Behind the pseudo-scientificity with which the ministry adorns the idea of ​​segregation, how can one not be astounded to see a minister of the Republic use a term that originally designated the exclusion policies experienced by Poland in 1940 or South Africa in 1948? Even more serious, how can one imagine that a minister of the Republic could affirm that there is a voluntary action in our country to marginalize a part of its population? This is not a political accident, it is an intellectual scandal.

The politics of the imaginary sick person

Here we have the whole ideology which largely dominates across the Atlantic, and which Pap NDIAYE, a specialist in American history which he clearly knows better than French history, is trying to impose on our public debate.
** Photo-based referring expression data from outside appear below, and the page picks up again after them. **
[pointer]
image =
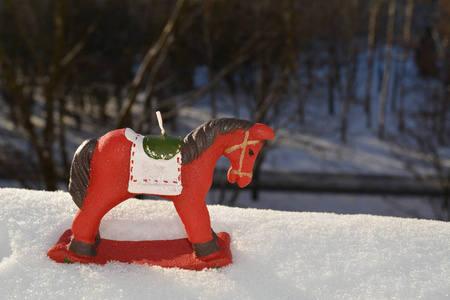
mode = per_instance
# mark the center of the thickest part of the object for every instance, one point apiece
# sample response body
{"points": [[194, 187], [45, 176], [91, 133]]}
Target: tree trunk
{"points": [[387, 70], [374, 8]]}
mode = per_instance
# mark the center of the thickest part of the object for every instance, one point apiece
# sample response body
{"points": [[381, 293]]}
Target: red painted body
{"points": [[109, 176]]}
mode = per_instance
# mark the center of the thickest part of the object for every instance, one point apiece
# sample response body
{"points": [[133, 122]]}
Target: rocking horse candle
{"points": [[110, 169]]}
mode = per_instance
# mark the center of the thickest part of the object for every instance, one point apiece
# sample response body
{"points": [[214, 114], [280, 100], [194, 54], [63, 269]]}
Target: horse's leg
{"points": [[197, 223], [86, 236], [107, 188]]}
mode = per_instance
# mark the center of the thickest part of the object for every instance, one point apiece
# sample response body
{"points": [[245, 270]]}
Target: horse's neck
{"points": [[217, 149]]}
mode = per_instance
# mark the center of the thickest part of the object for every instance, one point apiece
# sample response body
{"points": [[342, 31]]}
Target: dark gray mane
{"points": [[204, 136]]}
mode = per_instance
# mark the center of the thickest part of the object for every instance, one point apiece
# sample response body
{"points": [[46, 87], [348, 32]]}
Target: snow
{"points": [[277, 254]]}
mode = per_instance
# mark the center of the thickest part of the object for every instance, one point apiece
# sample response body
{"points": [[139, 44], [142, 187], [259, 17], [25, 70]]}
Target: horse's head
{"points": [[242, 156]]}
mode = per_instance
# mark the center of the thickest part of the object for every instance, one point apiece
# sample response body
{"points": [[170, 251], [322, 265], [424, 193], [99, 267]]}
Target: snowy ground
{"points": [[277, 255]]}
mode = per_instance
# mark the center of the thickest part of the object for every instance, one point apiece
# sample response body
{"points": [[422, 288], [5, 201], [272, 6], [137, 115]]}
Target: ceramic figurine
{"points": [[121, 164]]}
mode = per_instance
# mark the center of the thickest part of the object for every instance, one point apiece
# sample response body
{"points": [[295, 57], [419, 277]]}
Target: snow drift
{"points": [[289, 255]]}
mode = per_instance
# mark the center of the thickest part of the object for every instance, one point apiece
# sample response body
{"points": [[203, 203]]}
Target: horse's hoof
{"points": [[85, 249], [202, 250]]}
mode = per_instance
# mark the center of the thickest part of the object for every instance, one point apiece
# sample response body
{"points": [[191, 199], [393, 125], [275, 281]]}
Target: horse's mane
{"points": [[200, 139]]}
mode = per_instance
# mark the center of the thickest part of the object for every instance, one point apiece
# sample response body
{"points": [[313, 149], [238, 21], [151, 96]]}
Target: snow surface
{"points": [[277, 255]]}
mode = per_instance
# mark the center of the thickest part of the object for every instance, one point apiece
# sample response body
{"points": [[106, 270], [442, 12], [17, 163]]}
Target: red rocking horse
{"points": [[102, 171]]}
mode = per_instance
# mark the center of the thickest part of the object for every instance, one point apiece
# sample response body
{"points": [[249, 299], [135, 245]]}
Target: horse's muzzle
{"points": [[242, 179]]}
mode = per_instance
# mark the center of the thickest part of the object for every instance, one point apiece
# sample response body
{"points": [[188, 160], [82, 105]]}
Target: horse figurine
{"points": [[100, 178]]}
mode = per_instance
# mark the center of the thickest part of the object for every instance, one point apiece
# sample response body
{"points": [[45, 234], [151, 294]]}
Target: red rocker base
{"points": [[164, 253]]}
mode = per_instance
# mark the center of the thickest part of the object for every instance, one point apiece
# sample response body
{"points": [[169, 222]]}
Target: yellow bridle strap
{"points": [[242, 146]]}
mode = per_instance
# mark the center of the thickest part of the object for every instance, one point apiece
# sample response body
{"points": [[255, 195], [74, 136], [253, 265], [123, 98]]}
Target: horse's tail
{"points": [[80, 170]]}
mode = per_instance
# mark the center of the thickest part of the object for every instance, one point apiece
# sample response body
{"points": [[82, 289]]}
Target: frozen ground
{"points": [[277, 255]]}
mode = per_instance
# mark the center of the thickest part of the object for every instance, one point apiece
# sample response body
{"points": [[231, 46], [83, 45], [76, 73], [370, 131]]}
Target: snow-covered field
{"points": [[277, 255]]}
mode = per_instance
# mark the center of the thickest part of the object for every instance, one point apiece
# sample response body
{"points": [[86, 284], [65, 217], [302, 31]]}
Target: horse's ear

School is now presented as a place that institutionalizes discrimination and that should therefore be transformed to respond to it. However, analyzing everything in terms of domination is a characteristic trait of wokism, as the philosopher Pierre-Henri TAVOILLOT points out.

Let's be clear: Pap NDIAYE has a subversive and even negative vision of the School.

Far from the positivism of the fathers of the Republic, our minister is at the forefront of a movement that considers that the School is no longer there to transmit a common culture: no, the School is there to deconstruct social behaviors. Pap NDIAYE is the worthy heir of Najat VALLAUD-BELKACEM.

Once again, the denial is total. The students are not really bad, just badly mixed. In the end, it is only a question of distribution, of social organization. Let's break the thermometers; the evil will disappear. Let's spread out the difficulties, and they will be resolved as if by magic. It is the politics of the imaginary invalid.

Except that when we arbitrarily give 16 to students in EMC (moral and civic education), when they have not had lessons during the year, due to lack of a teacher, as happened again recently, the problem is not school segregation: it is the management of National Education. Reality always ends up reminding us.